Data science problem-solving for novices

Josh Poduska2021-12-07 | 11 min read

This article gives an overview of data science, and then walks through a real-world example of applying data science to transportation planning.

What is data science?

There is currently a lot of hype around data science and especially AI (artificial intelligence). From my 20 years of experience in data science, I’ve found the following definitions to be helpful:

Data science: A discipline that looks for patterns in complex datasets to build models that predict what may happen in the future and/or explain systems.
Machine learning: The process of applying algorithms and techniques to build data science models.
Deep learning: A class of machine learning algorithms that use neural networks with many hidden layers. Deep learning is typically used for image classification and natural language processing.
AI (artificial intelligence): A category of systems or solutions that operates in a way that is comparable to humans in their degree of autonomy and scope.

To perform data science well, you need a combination of computer/programming skills, math and statistics knowledge, and industry/domain expertise.

Without math and statistics knowledge, data science models can be misused, and results can be misinterpreted.

Evolution of analytics

Data science within companies has evolved significantly over the last decade. Most Fortune 500 companies are now at the “Proactive” phase, and are capable of making accurate predictions in certain areas of their business, such as predicting the response rate to direct mail marketing campaigns. The industry is now aspiring to reach the “Dynamic” phase, where their operations are extensively model-driven.

Data science lifecycle

I frequently see six phases in a data science lifecycle.

Ideation: This is where the project is initially scoped, value/ROI is identified, and a go-no go decision is made about whether or not to invest in a data science project.
Data acquisition and exploration: This is where promising data sources are identified, data are captured and explored, and then data are prepared (cleansed, combined, etc.).
Research and development: Once the data are prepared, the team is able to test hypotheses, experiment with different models, and assess the results.
Validation: This is a quality assurance phase, where a model is validated technically, ethically, and functionally by the business before it is put into production. Companies in highly regulated industries often have whole teams of people who are responsible for model validation, and in some cases, appoint a Chief Compliance Officer.
Delivery: This is where the model is published. A model could really be any data product. Web applications, integrated API(s), dashboards, reports, and even automated emails are popular form factors.
Monitoring: Data and behavior change over time, so monitoring data drift, model accuracy, usage, performance, and value are important so problems can be identified early, and models can be improved.

I am now going to walk through how this data science lifecycle applied to a real world project.

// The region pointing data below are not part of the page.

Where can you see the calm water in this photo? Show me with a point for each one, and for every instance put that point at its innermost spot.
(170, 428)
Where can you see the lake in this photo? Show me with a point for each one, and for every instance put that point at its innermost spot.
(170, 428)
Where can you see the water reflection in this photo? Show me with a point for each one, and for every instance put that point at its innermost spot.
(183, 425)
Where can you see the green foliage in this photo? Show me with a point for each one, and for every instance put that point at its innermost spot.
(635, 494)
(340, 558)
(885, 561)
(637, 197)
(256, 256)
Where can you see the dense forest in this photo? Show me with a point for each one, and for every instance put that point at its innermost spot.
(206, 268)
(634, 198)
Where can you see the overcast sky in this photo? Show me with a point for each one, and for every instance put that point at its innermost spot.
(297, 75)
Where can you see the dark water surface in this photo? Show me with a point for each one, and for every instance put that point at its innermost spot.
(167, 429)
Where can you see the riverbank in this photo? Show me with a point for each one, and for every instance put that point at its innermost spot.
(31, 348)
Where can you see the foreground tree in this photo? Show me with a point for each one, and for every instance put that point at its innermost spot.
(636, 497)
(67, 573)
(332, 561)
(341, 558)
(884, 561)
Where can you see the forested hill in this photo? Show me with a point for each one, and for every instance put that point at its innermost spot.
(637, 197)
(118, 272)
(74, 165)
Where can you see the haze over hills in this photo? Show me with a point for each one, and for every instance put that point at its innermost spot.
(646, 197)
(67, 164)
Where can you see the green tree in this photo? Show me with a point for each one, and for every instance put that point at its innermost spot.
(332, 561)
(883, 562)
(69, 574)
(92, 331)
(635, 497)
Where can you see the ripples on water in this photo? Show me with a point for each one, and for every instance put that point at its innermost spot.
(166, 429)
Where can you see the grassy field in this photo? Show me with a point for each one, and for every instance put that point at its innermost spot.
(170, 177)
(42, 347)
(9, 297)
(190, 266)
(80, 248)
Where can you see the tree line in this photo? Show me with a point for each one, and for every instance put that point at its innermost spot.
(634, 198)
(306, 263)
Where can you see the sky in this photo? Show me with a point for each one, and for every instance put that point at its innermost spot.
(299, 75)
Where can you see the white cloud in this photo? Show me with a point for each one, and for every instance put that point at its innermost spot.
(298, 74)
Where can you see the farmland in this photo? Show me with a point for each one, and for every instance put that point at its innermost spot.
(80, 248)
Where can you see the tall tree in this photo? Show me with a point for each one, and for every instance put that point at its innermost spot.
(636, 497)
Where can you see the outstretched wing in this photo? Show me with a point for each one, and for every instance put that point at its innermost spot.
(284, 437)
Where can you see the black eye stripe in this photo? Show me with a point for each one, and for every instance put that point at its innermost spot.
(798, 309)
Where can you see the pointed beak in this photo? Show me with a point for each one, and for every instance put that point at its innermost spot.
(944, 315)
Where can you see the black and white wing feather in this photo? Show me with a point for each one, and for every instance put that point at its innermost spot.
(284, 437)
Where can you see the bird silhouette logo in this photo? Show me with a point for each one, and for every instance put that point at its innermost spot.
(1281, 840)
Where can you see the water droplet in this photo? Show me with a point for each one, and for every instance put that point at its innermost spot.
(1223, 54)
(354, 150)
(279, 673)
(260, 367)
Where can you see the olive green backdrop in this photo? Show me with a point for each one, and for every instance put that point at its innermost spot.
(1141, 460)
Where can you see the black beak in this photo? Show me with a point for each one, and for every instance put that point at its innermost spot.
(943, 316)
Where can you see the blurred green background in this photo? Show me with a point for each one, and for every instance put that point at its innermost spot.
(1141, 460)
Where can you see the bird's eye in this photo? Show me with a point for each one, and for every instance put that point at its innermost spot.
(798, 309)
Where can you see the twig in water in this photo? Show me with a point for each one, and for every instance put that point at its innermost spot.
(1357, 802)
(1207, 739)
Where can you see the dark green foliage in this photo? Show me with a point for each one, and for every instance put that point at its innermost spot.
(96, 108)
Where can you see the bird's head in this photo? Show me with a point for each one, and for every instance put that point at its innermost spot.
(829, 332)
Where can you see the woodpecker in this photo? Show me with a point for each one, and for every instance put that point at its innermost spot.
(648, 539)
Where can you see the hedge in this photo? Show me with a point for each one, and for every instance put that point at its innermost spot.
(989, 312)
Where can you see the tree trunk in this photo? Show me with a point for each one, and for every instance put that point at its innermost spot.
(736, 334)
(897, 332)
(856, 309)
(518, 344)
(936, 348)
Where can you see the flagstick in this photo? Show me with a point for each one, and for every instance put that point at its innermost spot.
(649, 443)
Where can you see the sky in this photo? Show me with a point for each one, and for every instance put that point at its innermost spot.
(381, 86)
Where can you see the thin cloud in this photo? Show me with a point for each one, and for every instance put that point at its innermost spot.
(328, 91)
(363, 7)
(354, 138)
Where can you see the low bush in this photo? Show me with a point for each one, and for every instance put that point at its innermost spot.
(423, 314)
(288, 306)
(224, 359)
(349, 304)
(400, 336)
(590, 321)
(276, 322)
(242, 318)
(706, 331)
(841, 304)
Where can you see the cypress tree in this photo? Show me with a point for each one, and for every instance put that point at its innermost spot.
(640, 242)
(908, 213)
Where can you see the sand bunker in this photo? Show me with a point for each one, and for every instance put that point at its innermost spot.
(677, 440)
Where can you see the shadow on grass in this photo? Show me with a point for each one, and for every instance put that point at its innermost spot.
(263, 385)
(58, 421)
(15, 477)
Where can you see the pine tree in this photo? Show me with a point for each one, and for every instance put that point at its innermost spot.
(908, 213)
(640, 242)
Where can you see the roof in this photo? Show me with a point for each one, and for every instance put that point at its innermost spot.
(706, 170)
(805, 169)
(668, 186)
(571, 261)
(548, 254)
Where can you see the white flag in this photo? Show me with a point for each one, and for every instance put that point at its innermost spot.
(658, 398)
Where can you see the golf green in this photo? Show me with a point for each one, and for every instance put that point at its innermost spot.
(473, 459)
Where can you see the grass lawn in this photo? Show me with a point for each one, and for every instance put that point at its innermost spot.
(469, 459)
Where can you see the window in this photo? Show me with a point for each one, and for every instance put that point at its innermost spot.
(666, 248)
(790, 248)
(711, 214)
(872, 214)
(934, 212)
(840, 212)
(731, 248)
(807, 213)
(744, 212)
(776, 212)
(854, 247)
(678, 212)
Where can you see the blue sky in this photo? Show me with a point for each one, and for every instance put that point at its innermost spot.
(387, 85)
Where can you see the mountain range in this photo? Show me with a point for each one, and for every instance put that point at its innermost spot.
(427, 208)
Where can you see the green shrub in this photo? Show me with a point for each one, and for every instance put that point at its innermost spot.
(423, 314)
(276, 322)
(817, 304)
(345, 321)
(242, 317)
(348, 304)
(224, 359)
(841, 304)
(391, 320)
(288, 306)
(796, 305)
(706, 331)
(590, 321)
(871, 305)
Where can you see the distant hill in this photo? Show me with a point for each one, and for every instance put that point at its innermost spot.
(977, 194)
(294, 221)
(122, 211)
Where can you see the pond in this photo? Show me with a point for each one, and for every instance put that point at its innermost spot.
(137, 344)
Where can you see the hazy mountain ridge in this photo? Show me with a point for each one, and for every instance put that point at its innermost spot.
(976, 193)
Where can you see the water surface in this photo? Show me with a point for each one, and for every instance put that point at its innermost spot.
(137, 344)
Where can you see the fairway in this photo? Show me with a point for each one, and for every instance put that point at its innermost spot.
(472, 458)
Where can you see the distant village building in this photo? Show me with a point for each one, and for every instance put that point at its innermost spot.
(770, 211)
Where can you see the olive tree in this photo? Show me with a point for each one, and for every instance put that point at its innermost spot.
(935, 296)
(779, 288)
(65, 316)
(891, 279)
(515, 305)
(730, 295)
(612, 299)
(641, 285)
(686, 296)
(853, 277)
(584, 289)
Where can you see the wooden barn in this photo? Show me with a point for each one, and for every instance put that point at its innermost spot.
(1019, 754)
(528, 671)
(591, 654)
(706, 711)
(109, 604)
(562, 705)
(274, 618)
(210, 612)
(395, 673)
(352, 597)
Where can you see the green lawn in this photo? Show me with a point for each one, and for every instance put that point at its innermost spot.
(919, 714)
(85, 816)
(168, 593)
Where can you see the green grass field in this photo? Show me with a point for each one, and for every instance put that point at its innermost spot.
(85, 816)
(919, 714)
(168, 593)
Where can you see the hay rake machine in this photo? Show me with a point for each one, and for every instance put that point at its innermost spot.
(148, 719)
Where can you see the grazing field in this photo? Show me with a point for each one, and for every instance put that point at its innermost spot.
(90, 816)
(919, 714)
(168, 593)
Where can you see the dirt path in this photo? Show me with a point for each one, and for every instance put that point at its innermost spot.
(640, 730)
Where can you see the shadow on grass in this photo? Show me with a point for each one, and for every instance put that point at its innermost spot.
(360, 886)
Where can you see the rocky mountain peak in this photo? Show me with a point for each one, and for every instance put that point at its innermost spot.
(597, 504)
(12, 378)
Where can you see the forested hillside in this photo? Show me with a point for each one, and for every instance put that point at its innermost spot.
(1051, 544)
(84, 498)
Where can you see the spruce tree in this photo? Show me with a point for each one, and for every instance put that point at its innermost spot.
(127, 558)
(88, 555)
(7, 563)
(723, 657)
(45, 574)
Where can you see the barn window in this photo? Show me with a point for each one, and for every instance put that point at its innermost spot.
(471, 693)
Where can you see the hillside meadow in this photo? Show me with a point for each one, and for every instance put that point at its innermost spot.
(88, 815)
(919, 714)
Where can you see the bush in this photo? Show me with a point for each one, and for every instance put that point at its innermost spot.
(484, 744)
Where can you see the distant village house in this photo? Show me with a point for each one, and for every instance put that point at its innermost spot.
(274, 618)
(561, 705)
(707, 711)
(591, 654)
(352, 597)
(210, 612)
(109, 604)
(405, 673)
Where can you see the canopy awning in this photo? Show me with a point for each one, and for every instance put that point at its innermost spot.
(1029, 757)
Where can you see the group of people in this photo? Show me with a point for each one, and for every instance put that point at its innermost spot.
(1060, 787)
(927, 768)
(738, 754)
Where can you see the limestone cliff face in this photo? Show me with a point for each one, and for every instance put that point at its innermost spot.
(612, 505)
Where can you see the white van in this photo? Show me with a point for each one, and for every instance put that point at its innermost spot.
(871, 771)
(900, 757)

Real world example: Applying data science to transportation planning

A few years ago I helped a large city optimize their bus routes. They were trying to encourage citizens to use public transportation, but occasionally there would be a long line at a station, and passengers could not fit on the bus and would be stranded. I was tasked with developing a model so route tables could be optimized two days in advance, large capacity buses could be paired with high demand routes for that day, and people would not be stranded.

The client requested that the entire project, except for the model delivery, be completed in six weeks’ time, which is far too short for a project of this nature. I delivered what I could in that time frame. In a post-mortem of the project, I found it very instructive to review what I was and wasn’t able to deliver. The steps I had to skip due to time pressures are steps that are too often skipped, and provide insights into what actually happens in a data science project.

Ideation phase

Drilling into the Ideation phase, I assessed feasibility and defined the problem statement in a series of sessions with business owners. I did not have time to do a thorough prior art review. This is a critical step because seldom are you working on a problem for the first time, and a lot can be learned from internal and external peers. Quantifying the value/ROI from this project was also neglected. In this case, it would have been feasible to estimate the costs of stranding a passenger and then aggregate the value as stranded passengers decreased.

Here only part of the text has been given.